Le même syndrome qui se produisait sous le régime colonial se reproduisait sous le régime de Duplessis pendant les années de la Grande Noirceur où une alliance fut créée entre l’État et l’Église.  Le meilleur symbole fut l’installation par Duplessis du Crucifix à l’Assemblée Nationale pour la première séance de l’Assemblée Nationale après les élections qui l’ont amené au pouvoir en 1936.   

L’autre symbole survient à l’occasion du grandiose congrès eucharistique tenu à Québec en juin 1938. Duplessis présente alors au cardinal Villeneuve, archevêque de Québec, un anneau comme symbole d’attachement du Québec à la religion catholique.
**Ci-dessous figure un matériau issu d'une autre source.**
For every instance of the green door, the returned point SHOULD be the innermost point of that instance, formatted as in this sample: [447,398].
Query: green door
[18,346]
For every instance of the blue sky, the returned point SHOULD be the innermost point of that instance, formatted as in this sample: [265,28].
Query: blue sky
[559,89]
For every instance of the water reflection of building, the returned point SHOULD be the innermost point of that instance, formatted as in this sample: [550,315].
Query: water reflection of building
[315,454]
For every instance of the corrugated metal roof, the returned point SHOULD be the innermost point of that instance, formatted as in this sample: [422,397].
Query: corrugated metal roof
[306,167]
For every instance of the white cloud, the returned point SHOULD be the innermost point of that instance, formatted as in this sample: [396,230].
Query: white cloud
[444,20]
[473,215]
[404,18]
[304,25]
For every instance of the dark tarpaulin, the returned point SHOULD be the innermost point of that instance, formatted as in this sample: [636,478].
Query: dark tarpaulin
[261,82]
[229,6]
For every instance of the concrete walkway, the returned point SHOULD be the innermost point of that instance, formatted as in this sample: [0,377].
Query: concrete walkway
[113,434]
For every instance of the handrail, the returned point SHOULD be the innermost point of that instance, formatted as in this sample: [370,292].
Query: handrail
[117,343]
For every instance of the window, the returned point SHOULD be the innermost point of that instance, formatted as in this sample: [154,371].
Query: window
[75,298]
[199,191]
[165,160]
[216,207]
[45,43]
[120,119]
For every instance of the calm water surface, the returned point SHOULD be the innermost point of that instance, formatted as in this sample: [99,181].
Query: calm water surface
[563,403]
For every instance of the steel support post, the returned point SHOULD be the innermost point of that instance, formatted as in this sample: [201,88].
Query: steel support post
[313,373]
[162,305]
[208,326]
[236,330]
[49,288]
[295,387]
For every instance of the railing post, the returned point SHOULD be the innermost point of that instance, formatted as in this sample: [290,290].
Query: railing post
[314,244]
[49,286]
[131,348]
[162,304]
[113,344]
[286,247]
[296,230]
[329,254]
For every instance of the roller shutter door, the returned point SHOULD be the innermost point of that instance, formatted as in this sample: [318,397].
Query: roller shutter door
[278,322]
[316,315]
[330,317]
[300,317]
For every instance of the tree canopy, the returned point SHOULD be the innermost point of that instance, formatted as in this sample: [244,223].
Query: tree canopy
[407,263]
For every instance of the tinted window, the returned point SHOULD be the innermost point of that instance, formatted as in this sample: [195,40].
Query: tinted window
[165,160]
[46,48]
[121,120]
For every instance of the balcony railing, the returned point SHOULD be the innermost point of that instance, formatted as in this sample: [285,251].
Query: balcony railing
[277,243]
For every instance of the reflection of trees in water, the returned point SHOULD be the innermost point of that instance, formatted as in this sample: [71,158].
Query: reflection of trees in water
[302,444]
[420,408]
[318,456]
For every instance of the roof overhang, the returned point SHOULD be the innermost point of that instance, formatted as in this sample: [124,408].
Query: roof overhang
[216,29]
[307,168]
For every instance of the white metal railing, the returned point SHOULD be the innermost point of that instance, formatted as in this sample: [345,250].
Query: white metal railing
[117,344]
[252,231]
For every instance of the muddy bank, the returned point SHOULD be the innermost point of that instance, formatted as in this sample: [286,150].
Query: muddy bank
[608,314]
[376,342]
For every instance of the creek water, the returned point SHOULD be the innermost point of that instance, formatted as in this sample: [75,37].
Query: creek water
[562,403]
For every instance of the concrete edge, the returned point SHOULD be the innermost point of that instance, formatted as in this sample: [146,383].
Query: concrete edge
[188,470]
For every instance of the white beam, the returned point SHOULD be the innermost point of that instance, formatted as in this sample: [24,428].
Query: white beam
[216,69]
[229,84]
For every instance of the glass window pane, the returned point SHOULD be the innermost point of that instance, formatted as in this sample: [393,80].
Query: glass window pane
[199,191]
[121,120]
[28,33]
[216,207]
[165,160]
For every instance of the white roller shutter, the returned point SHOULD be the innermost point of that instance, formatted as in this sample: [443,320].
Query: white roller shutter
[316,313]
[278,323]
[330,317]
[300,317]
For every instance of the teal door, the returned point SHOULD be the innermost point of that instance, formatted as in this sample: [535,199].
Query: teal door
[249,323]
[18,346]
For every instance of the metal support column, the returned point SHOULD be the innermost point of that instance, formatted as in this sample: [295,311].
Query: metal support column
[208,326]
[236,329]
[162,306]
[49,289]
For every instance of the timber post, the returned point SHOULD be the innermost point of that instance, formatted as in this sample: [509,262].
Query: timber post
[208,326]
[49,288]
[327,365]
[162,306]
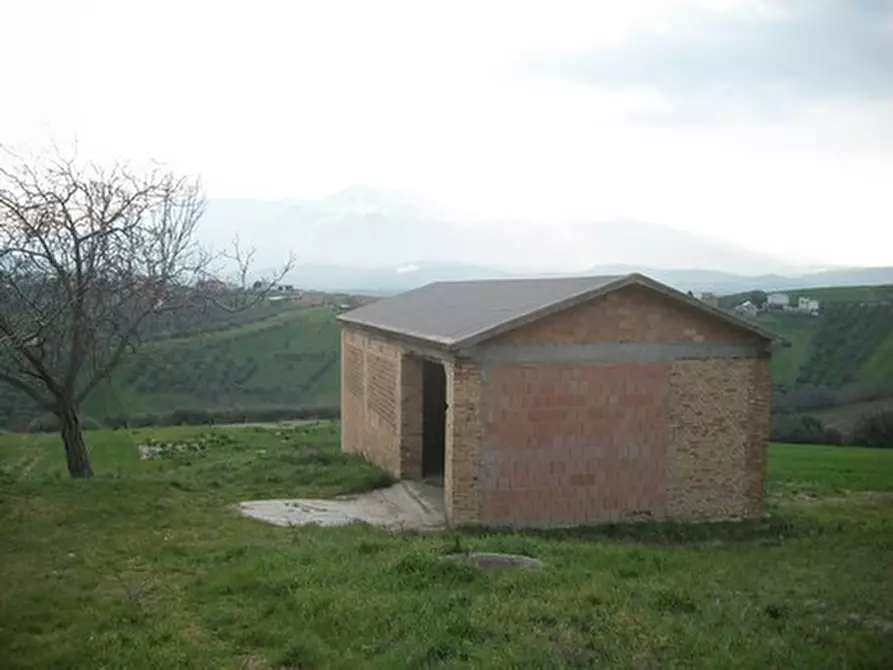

Le cardinal, qui n’est pas long à comprendre la signification du geste, répond: «Je reconnais dans cet anneau le symbole de l’union chez nous de l’autorité civile et de l’autorité religieuse.»  

Selon cette alliance entre l’État et la religion, le régime politique aidait l’église à consolider sa main mise sur les fidèles, et l’église aidait le régime politique à perpétrer son pouvoir absolu.  L’alliance de l’État et l’Église laissait sa marque surtout dans le domaine de la répression des libertés civiles et l’oppression du mouvement syndical sous le prétention de combattre la subversion et le communisme. 

Comme la devise du Québec dit “je me souviens”, les québécois se souviennent encore du slogan de l’église pendant les rassemblements électoraux sous le régime Duplessis.  Certains prêtres scandaient “le ciel est bleu et l’enfer est rouge” parce que la couleur de l’Union Nationale était le bleu et la couleur des libéraux était le rouge.  Maurice Duplessis est décédé le 7 septembre 1959. Les élections générales du 22 juin 1960 donnent le coup d’envoi à des changements qui ont bouleversé le Québec et l’ont marqué pour toujours.  La société québécoise fut balayée, suite à ces élections, par un vent de changement social, culturel, politique, et économique.  Ce vent de changement fut baptisé la Révolution Tranquille.